EXTREME weather has taken its toll on Rio Tinto’s Pilbara iron ore operations.
In a notice to the Australian Stock Exchange, Rio Tinto chief executive Jakob Stausholm said the company’s overall performance had been solid despite the Pilbara iron ore shipments expected to be at the lower end of guidance.
The seaborne supply of iron ore contracted by 3% year on year and into China fell 9% year on year because of extreme weather both in Australia and Brazil, the report said.
“We continued to see strong operational improvement with the Oyu Tolgoi copper mine and our bauxite operations delivering record months for production in March,” Mr Stausholm said.
“We are making excellent progress with our major projects to deliver profitable organic growth. We achieved first iron ore at Western Range in the Pilbara and the Simandou high-grade iron ore project in Guinea remains on track.
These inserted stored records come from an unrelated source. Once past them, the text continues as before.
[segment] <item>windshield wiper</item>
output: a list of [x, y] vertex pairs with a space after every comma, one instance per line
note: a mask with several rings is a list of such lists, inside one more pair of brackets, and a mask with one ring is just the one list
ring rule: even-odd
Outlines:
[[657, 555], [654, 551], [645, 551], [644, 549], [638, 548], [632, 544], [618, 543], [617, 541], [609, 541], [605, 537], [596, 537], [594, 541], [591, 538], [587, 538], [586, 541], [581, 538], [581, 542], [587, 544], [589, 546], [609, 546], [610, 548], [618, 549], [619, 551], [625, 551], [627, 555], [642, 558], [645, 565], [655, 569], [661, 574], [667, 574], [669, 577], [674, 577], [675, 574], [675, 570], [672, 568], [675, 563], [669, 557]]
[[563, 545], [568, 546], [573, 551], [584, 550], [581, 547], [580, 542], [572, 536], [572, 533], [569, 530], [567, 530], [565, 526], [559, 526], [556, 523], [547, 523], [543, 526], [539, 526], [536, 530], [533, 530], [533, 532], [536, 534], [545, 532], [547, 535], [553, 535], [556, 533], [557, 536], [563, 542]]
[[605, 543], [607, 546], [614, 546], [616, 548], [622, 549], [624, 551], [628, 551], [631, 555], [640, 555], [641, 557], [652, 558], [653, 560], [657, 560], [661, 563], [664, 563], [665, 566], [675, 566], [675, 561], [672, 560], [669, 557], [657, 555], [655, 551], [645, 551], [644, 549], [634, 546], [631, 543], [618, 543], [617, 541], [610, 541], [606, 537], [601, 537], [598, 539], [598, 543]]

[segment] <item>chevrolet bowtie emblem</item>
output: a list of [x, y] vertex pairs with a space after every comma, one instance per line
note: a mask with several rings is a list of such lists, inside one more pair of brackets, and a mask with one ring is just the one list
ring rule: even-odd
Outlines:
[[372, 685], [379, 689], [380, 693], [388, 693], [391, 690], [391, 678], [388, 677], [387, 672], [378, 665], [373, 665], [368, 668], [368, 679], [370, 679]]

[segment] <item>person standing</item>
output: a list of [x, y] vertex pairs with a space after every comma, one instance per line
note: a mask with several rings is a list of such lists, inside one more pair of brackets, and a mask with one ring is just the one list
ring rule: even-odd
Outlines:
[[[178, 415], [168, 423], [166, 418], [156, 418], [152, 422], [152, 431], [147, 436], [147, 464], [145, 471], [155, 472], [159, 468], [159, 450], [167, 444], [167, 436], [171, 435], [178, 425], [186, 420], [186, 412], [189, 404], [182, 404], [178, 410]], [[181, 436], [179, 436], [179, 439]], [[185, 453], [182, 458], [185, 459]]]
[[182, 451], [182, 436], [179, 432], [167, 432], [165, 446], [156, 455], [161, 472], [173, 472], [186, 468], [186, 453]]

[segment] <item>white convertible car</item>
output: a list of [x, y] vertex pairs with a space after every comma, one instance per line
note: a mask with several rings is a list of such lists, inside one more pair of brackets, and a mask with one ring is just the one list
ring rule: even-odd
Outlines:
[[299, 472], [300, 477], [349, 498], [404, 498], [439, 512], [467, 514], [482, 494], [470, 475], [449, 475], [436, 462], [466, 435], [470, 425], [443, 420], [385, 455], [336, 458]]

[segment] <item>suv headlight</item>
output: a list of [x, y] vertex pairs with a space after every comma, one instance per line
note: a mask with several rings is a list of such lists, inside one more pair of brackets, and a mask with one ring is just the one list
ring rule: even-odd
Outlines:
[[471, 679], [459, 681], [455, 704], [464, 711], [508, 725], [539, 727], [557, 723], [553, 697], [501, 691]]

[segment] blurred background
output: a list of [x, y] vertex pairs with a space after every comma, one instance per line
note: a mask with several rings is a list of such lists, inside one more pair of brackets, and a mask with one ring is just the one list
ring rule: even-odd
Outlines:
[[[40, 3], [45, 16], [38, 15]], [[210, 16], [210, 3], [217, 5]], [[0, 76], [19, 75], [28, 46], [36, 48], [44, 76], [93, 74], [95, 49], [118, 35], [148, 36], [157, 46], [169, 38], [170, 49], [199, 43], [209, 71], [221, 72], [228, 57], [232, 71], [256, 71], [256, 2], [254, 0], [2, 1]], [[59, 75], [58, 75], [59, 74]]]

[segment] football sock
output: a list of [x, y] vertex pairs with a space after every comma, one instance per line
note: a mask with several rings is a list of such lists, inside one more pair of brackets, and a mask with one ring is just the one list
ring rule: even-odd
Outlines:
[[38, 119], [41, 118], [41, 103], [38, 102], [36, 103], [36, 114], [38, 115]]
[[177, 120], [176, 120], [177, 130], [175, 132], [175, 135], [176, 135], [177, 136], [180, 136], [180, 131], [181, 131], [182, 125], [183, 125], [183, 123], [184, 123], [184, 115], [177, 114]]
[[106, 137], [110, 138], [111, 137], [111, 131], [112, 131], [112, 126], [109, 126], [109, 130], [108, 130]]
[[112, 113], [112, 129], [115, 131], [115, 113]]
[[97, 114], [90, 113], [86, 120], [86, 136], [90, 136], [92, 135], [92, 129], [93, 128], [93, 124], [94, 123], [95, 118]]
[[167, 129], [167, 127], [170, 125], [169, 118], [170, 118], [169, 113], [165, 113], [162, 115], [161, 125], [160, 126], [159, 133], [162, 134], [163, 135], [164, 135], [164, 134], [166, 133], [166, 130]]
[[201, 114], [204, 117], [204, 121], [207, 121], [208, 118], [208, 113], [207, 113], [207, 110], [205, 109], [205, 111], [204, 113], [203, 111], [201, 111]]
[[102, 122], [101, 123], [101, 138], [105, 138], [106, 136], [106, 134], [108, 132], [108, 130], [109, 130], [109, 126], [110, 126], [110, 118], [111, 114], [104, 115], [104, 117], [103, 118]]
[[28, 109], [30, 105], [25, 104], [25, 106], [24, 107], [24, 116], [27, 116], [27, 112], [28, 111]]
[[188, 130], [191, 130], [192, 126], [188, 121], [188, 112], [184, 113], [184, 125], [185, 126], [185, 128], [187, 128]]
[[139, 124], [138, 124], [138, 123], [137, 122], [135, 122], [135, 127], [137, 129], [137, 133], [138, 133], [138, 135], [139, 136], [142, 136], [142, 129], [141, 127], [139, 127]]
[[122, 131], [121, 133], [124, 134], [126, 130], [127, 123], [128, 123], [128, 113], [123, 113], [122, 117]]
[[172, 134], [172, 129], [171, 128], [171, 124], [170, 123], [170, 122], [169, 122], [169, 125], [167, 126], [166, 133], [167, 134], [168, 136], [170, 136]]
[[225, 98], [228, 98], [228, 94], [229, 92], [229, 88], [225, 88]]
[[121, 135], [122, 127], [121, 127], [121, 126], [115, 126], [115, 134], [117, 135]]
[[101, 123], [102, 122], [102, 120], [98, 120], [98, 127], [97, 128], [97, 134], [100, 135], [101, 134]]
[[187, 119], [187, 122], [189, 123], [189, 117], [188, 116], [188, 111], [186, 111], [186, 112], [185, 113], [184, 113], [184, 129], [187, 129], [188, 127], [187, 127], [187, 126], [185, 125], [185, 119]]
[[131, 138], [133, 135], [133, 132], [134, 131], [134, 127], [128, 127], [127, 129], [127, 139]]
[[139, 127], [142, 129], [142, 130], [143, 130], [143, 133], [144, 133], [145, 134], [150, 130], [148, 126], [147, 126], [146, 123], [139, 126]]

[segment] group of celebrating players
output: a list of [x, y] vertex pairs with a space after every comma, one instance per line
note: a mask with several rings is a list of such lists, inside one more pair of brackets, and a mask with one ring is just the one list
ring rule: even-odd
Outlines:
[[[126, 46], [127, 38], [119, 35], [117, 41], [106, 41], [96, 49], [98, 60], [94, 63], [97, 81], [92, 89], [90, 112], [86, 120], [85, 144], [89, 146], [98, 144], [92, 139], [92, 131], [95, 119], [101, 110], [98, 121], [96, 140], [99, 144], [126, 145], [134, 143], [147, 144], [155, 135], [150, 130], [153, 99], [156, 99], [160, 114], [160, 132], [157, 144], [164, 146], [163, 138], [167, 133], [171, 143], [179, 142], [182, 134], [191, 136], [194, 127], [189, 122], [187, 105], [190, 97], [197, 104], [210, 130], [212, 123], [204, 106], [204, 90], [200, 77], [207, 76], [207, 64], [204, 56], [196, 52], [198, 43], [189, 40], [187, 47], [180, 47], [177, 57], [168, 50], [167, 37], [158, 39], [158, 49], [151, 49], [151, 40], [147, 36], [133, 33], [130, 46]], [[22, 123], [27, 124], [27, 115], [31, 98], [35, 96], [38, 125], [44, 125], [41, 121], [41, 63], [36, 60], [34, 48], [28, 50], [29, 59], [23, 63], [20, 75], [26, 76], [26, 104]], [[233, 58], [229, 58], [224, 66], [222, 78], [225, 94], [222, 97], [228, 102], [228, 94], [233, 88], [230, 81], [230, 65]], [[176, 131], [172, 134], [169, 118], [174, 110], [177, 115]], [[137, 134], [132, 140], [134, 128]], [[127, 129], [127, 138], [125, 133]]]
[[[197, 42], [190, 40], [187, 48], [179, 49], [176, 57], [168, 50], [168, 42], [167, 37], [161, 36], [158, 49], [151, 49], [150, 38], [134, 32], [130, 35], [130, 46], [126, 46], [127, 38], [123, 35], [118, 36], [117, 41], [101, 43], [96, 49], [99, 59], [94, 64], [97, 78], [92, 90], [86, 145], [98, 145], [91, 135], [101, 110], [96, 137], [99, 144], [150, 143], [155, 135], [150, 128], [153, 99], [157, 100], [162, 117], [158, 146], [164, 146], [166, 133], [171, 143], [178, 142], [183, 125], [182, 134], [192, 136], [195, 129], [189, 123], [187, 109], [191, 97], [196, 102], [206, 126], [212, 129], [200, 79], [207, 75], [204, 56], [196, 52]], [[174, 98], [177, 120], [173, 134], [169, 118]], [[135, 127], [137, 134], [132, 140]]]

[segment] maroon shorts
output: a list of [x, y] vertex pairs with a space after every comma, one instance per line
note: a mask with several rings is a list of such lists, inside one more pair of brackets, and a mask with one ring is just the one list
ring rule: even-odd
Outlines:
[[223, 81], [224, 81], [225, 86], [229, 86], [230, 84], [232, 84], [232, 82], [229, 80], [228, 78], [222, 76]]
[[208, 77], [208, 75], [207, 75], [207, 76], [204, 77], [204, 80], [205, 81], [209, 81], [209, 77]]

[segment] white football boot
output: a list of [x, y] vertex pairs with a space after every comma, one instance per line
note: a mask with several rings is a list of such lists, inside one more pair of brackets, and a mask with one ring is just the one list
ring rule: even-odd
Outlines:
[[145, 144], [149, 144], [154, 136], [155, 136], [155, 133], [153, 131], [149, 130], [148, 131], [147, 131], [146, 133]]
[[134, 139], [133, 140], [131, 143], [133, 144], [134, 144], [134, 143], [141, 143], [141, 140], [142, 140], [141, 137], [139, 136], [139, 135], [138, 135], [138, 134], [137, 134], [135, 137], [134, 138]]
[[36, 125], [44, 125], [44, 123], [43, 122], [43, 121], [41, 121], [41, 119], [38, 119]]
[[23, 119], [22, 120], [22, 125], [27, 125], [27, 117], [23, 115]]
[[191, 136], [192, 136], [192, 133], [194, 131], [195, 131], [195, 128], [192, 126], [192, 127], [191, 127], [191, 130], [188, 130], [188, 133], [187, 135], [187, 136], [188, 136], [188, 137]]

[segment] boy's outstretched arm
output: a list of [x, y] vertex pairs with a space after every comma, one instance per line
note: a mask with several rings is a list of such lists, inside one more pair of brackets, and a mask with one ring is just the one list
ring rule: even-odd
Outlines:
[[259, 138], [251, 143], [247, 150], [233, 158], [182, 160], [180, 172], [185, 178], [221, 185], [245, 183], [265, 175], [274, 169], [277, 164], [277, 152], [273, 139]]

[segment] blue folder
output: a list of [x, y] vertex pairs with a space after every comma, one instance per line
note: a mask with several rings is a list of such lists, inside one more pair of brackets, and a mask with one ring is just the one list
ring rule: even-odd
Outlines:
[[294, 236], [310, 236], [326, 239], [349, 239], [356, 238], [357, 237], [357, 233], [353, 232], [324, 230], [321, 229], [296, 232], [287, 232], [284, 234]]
“After successful completion of the Arcadium acquisition in March, we are advancing to establish a world-class lithium business.”
Pilbara iron ore shipments at 70.7 million tonnes were 9% down on the same quarter in 2024.
The Pilbara was hit by four cyclones in the first quarter with repairs expected to cost around $150 million and the loss of around 13 million tonnes of ore being shipped.
The report said Rio Tinto had a strong portfolio of projects with activity in 17 countries across eight commodities in early exploration and studies stages.
The bulk of the exploration expenditure is focused on copper in Angola, Chile, Colombia, Peru and the US, lithium in Canada, Rwanda, Chile and Australia and diamonds in Angola.
“Pre-tax and pre-divestment expenditure on exploration and evaluation charged to the profit and loss account in 2025 was $141 million, compared with $214 million in 2024,” the report said.